Debra Gimlin discusses the ideas of women creating an identity for themselves through body work, “…women attempt to renegotiate identity by changing their bodies, their perceptions of their bodies, or both” (7). Joan Rivers had many cosmetic surgeries through out her life, and her jokes followed suit. Her jokes became about her old age, her wrinkles, her flab. If you laugh at yourself first, people can only laugh with you not at you. She wanted to create her own identity, have control over how she was looked at by her audience. Her look of “success”, became a middle-finger to the men in her life that tried to stop her, a “Fuck you, I paid for this face-lift.” She wanted to stay looking like the young woman who went through the blatant misogyny, depression and hardships to get onto that stage. Even though Susan Douglas isn’t exactly stating this the same way I mean it, in her work Narcissism as Liberation this quote holds true for Joan, “The ability to spend time and money on one’s appearance was a sign of personal success and breaking away from the old roles and rules that had held women down in the past” (246). Joan’s plastic surgery was a stab in the back by keeping her a young attractive woman with a slicing tongue and bitter chill when she spoke, you don’t expect a woman that looks like her to have a pottymouth like that.

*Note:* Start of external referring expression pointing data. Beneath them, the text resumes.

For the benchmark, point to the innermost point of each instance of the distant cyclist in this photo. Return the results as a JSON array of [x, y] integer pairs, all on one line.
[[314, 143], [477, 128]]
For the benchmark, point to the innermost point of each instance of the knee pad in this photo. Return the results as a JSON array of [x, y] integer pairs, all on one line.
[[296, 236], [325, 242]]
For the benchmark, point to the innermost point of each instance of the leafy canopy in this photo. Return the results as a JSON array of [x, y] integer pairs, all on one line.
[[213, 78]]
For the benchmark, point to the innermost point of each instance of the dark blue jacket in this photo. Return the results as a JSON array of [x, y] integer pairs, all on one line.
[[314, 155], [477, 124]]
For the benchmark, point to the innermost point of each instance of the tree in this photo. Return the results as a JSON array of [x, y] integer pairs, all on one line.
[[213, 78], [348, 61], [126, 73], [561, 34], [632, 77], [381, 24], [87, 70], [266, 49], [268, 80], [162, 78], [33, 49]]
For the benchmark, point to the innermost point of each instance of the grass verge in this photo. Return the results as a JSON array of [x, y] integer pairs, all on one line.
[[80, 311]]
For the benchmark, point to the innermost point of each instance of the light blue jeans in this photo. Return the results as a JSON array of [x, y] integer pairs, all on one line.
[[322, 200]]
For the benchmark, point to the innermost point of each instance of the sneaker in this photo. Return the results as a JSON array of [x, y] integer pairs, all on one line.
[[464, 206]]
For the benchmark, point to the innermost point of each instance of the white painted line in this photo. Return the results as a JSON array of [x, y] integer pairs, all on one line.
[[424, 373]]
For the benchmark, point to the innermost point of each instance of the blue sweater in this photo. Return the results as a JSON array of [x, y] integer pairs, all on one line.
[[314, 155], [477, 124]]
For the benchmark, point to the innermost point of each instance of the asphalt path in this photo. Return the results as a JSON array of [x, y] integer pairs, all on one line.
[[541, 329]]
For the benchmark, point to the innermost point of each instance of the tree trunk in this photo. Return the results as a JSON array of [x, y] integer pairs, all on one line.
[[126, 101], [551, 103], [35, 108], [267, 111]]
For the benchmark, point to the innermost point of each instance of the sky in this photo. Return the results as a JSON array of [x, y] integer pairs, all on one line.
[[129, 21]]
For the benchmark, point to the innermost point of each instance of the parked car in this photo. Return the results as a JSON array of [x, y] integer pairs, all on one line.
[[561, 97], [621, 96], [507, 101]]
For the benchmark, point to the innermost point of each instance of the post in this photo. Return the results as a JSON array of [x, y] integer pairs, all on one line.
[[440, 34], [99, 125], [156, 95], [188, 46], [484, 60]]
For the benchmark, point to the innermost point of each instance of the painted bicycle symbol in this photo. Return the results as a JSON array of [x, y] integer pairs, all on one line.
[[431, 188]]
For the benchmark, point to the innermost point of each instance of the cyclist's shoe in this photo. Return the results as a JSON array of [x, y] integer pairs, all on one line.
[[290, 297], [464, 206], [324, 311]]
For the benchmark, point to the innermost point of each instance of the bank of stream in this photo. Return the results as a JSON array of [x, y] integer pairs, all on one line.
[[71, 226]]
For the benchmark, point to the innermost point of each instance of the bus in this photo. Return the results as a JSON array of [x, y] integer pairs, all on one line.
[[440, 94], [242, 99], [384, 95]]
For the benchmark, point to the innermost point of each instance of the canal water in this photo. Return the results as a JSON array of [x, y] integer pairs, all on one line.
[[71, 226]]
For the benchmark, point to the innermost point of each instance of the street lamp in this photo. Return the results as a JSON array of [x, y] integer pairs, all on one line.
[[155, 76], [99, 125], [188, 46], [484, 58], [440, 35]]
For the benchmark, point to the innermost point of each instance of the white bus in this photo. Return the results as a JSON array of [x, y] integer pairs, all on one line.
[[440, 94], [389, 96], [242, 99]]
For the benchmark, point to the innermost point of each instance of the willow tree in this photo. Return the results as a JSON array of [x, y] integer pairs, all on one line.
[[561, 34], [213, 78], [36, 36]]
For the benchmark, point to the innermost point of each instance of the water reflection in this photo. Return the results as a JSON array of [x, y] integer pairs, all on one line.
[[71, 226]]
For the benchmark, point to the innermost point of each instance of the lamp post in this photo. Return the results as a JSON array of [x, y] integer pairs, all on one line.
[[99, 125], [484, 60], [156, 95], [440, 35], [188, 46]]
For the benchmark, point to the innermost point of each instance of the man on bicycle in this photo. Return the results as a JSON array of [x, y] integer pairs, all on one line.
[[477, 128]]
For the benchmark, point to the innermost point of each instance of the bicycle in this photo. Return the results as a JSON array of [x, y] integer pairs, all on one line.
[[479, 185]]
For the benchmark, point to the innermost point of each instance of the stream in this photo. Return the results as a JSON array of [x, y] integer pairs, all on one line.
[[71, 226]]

Her start of Fashion Police is in a sense even a branch off of this, insulting women, the way they dress, the way they look, express themselves, she is saying it before anyone else can. She wants to be in control of the situation, talk about it first. She is doing to others what was done to her, she is in a strange way almost making fun of herself vicariously through these celebrities. She is creating an escape, an escape of humor. Douglas says, “I don’t ‘read’ Vogue or Glamour…I enter them. I escape into them, into a world where I have nothing more stressful to do than smooth on some skin cream, polish my toenails and lie on the beach” (251).

Joan entered the reality of Vogue or Glamour and commented on it firsthand, with her nasty jokes and sharp wit.

If we get someone to laugh first, they’ll cry harder later.